Männer, die über Männer schreiben, die über Männer schreiben
Frankfurter Rundschau
Pädophilie und Vergewaltigung werden in der Literatur meist aus cis-männlicher Perspektive dargestellt. Der Widerstand dagegen ist verständlich - greift aber zu kurz. Ein Plädoyer für kritisches Denken von Alexander Graeff
Weshalb hatte nie ein Leser diese Stellen moniert?“, fragt Alexander Sowtschick in Walter Kempowskis Roman „Hundstage“ verwundert. Der sechzigjährige Schriftsteller bezieht diese Frage auf seinen Roman „Wolkenjagd“, in dem es um die Liebe eines „alten Mannes zu einem kleinen Mädchen“ geht.
Walter Kempowskis Roman „Hundstage“ ist erstmals 1988 erschienen. Die Satire handelt von Alexander Sowtschick, einem konservativen Schriftsteller, der sich selbst als weltoffen und liberal empfindet. Sowtschicks Ehefrau Marianne, die ebenso wie ihr Mann zu chauvinistischen und rassistischen Ausdrucksweisen neigt, ist im Sommer allein in den Urlaub gefahren. Versorgt mit vorgekochtem Essen seiner Frau bleibt Sowtschick also in der Villa allein zurück, um sich seinem neuen Romanmanuskript widmen zu können. So richtig will das Schreiben aber nicht gelingen, vielmehr steigert er sich in sexuelle Wunschvorstellungen hinein, die er bald schon nicht mehr bloß an den minderjährigen Nachbarmädchen Sabine und Rita („seinen Pferdemädchen“) sowie Erika ausleben kann. Er sucht sich eine Haushaltshilfe und bekommt über Umwege die Medizinstudentin Adelheid empfohlen. Adelheid kann den Ferienjob bei dem berühmten Schriftsteller allerdings nur annehmen, wenn sie ihre jüngere Schwester Gabriele mitbringen darf. Ein Traum wird wahr für Sowtschick: Einen Sommer lang umgeben zu sein von fünf Mädchen im Alter von 12 bis 20 Jahren.
Auf über 400 Seiten folgt Sowtschick den Mädchen auf Schritt und Tritt und geht seiner „Neigung“ nach, die er bereits in „Wolkenjagd“ literarisch verarbeitet hat. „Die knospende Schönheit, die es nicht nötig hat, sich herauszuputzen, die sich rüde geben kann und unvermittelt: Das war es, was ihn an kleinen Mädchen so entzückte“. Vom Dachfenster aus beobachtet er die Mädchen mit dem Opernglas, fotografiert sie im Garten beim Sonnenbaden, rauft mit den jüngeren, stiehlt sich in ihre Zimmer, liest die Tagebücher der älteren, schnuppert an Unterwäsche und Schlafanzügen und betatscht sie, wo und wie es ihm nur irgendwie möglich ist.

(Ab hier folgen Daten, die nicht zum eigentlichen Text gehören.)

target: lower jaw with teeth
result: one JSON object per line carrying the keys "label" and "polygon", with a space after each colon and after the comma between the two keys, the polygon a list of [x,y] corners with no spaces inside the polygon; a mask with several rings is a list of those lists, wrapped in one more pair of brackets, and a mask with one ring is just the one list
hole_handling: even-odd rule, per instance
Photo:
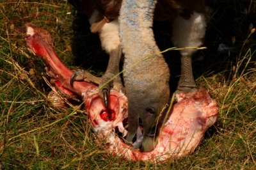
{"label": "lower jaw with teeth", "polygon": [[[180,93],[176,96],[179,102],[173,106],[166,121],[159,128],[157,138],[144,139],[141,150],[154,149],[147,152],[134,149],[124,141],[127,134],[123,123],[128,116],[126,97],[121,91],[111,89],[109,109],[106,110],[99,89],[94,84],[75,82],[72,88],[68,82],[72,72],[58,58],[52,43],[45,42],[44,35],[40,35],[42,31],[33,31],[37,29],[38,27],[32,24],[27,25],[26,40],[28,47],[47,63],[47,70],[51,71],[48,72],[49,75],[54,79],[56,86],[61,87],[58,90],[63,91],[67,96],[67,91],[69,90],[84,100],[86,112],[95,132],[95,141],[99,144],[104,144],[109,154],[133,161],[149,162],[168,161],[184,157],[195,150],[205,130],[216,121],[218,111],[217,103],[204,89],[199,89],[193,95]],[[49,35],[49,33],[47,36]],[[117,130],[121,137],[115,133]],[[138,133],[138,139],[132,144],[134,148],[141,143],[142,132],[139,130]]]}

Die einzige Unterbrechung dieses Verhaltens entsteht dadurch, dass bald eines der Mädchen, Erika, tot in einem Wassergraben gefunden wird und der Schriftsteller wegen seiner, in der Nachbarschaft durchaus bekannten „Neigungen“ verdächtigt wird. Dabei versucht Sowtschick doch bloß in der hochsommerlichen Periode der Hundstage einen neuen Roman mit dem Arbeitstitel Winterreise zu schreiben, womit nur der hartnäckige Mythos des Schriftstellers als Romanheld zementiert wird.
Literatursoziologisch betrachtet trägt „Hundstage“ zur Normalisierung von Objektifizierung, Misogynie und Pädophilie bei. Dass es sich bei dem Roman um eine Satire handelt, hilft – entgegen landläufiger Theorien über satirische Schreibweisen – dabei in keinster Weise, die Normalisierung zu durchbrechen und die im Text verhandelten sozialen Normen zu hinterfragen. Ganz im Gegenteil, der formale Umgang mit den problematischen Inhalten, die gewählte Schenkelklopfer-Sprache und die Erzählhaltung entsprechen einem Muster, wie es Misogynie und Pädophilie als wiederkehrende Themen in der Literatur über cis-männliche Körper durchdringt. Dazu gesellt sich ein jovialer Disclaimer, der auch dieser Tage beliebt zu sein scheint: Problematische soziale Machtverhältnisse, Mikroaggressionen und Diskriminierungen werden durch die Kennzeichnung als Satire oder „bewusste Übertreibung“ heruntergespielt, lächerlich gemacht und legitimieren damit bloß die Gewalt der Privilegierten über die Marginalisierten. Diese Interpretation macht Hundstage topaktuell.